A l’autre extrémité, pour le « monde du community management » on va retrouver nombre des acteurs actuels du monde de l’entreprise 2.0, notamment ceux à  dominante communautaire et conversationnelle. Voilà  pour le « social over the flow » qui est une activité qui s’ajoute à  l’activité première des collaborateurs.

Entre les deux il y aura des passerelles à  construire. Des passerelles techniques pour permettre une diffusion de l’information et des échanges sans saisie redondante. Des passerelles organisationnelles également pour organiser les échanges entre ces deux mondes : quand l’un doit il solliciter l’autre, quand une information qui émerge dans l’un doit être communiquée à  l’autre, qui en a la responsabilité…

Reste l’infrastructure globale car des outils 2.0 doivent être fournis à  tous les collaborateurs même ceux dont la fonction ne nécessite pas l’usage d’un ERP… le dénominateur commun à  tous hors de ceux deux besoins spécifiques, qui devra bien sur être capable de s’interconnecter de manière transparente avec les deux, qui assure la gestion documentaire. Ici je vois le terrain de jeu des usual suspects que sont IBM et Microsoft qui sont seuls capables de fournir une infrastructure pour tous les collaborateurs, libre à  l’entreprise de le compléter pour des besoins spécifiques avec les outils sus-mentionnés.

A titre d’exemple on peut outiller du worflow avec un outil « communautaire » classique mais au prix d’une grande discipline collective. On peut organiser des conversations avec Sharepoint ou Connections mais des outils complémentaires sont nécessaires dès lors qu’on veut également avoir des communautés ouvertes vers l’extérieur pour des clients voire le grand public. Et le meilleur moyen de faire du social « on the flow » est de partir de l’outil qui structure le quotidien plutôt que demander aux collaborateurs d’avoir un pied dans chaque monde et de faire le lien par eux-même.

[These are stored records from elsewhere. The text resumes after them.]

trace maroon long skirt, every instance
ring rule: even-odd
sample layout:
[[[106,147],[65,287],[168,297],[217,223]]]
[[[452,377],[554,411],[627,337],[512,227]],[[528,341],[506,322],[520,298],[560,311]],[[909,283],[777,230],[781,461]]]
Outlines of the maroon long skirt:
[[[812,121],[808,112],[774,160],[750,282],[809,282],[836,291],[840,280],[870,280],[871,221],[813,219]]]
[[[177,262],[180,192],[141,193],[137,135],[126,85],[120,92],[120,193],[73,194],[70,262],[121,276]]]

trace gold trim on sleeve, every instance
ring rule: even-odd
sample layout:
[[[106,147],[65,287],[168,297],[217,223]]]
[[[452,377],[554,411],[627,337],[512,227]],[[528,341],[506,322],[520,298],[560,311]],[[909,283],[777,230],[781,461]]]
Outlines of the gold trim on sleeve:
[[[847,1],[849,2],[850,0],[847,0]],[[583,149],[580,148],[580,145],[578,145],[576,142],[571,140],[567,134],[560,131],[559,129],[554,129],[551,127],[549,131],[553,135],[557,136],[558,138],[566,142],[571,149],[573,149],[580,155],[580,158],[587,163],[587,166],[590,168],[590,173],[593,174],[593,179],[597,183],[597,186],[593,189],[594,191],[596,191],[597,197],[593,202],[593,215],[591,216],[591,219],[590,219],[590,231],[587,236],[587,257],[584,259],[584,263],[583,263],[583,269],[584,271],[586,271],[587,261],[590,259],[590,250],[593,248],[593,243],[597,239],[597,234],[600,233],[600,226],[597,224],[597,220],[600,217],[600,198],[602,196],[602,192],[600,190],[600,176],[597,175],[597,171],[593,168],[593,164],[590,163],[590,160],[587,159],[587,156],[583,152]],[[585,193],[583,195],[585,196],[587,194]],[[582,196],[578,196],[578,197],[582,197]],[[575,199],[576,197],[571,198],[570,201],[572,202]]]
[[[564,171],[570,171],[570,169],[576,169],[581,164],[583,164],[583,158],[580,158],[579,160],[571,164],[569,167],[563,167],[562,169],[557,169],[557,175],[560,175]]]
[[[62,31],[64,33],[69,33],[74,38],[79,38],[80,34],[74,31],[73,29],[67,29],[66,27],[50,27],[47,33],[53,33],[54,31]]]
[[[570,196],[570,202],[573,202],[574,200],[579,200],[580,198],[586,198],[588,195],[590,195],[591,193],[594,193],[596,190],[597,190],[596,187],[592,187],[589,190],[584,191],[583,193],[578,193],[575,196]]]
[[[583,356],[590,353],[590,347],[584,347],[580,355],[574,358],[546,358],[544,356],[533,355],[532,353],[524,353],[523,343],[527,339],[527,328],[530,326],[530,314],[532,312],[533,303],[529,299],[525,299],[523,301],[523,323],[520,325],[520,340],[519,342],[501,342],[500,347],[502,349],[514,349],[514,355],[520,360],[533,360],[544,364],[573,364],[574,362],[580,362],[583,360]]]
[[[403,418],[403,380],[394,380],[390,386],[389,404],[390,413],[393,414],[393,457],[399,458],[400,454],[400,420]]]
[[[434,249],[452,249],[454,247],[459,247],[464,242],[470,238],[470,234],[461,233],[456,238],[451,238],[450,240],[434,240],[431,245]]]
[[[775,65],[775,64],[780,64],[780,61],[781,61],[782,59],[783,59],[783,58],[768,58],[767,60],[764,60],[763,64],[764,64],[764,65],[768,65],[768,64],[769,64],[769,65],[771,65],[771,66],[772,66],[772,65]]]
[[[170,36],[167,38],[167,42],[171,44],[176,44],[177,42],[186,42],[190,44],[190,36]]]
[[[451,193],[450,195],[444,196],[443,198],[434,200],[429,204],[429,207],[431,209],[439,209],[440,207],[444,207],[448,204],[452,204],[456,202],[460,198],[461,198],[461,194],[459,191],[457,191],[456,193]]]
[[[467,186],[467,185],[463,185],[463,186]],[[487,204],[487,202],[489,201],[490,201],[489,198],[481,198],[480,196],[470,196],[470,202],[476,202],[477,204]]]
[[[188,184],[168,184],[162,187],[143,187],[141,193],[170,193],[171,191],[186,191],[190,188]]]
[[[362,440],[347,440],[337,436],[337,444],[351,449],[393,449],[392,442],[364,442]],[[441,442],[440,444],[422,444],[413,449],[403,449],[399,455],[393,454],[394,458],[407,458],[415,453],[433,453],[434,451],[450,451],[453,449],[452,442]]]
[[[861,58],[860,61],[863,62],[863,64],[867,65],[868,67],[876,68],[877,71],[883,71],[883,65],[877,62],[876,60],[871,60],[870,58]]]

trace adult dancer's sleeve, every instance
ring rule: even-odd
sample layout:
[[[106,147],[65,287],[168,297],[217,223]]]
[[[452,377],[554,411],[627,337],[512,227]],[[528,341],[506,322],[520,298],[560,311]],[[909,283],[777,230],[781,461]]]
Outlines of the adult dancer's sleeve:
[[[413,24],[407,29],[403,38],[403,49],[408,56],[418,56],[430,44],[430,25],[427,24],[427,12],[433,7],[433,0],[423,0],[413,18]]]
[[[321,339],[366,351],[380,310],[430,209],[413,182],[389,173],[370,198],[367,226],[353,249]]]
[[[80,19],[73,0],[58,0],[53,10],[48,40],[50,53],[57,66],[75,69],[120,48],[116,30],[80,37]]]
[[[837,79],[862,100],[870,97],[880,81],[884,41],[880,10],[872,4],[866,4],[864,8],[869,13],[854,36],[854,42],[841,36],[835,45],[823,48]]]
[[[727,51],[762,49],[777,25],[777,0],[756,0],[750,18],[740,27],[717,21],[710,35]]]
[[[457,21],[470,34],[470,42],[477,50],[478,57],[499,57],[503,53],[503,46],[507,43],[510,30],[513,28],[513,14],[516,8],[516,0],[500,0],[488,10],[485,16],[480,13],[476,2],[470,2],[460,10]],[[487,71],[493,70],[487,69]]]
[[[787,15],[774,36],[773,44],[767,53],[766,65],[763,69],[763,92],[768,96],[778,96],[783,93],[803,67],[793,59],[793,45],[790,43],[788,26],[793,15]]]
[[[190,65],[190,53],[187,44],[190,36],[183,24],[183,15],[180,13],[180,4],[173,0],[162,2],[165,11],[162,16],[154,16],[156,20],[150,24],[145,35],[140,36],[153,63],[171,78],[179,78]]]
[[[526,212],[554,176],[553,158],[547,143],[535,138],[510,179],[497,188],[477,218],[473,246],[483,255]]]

Une infrastructure 2.0 « good enough » pour tout le monde + du communautaire conversationnel avancé (si nécessaire) + de l' »activity-specific » (là  où le besoin existe) et une intégration poussée. Voilà  vers quel paysage on s’oriente sachant que selon le contexte, le secteur d’activité, on utilisera une, deux ou les trois briques.

La tendance bonus : le « council » à  toutes les sauces

Je terminerai en mettant en avant une tendance prometteuse. Je vous ai déjà  parlé du « 2.0 adoption council« . Après seulement 6 mois il semble évident que ce groupe d’échanges entre pairs, entre praticiens, est d’une inconstestable valeur pour ses participants. J’ai vu quelque part quelqu’un proposer l’idée de « councils locaux » afin de donner une granularité susceptible de permettre de mieux appréhender les spécificités culturelles locales. Au sein même des entreprises, au fur et à  mesure que les initiatives se multiplient,  je pense que des « councils internes » seront indispensables pour optimiser les échanges de pratiques au sein d’une même entreprise, entre managers, entre chefs de projets. Voici qui donnerait une structure adressant à  la fois la problématique globale, les spécificités culturelles locales et les problématiques propres à  chaque entreprise qui ne peuvent pas toutes être partagées avec l’extérieur. Un excellent moyen d’accélérer le mouvement en minimisant les tatonnements.

Alors 2010 en quelques mots : activity-specific social software, valeur, « social on the flow », intégration, councils.

2010 sera l’année où le 2.0 d’entreprise se construira en partant de l’entreprise et où on cessera de s’épuiser à  construire l’entreprise à  l’image du web.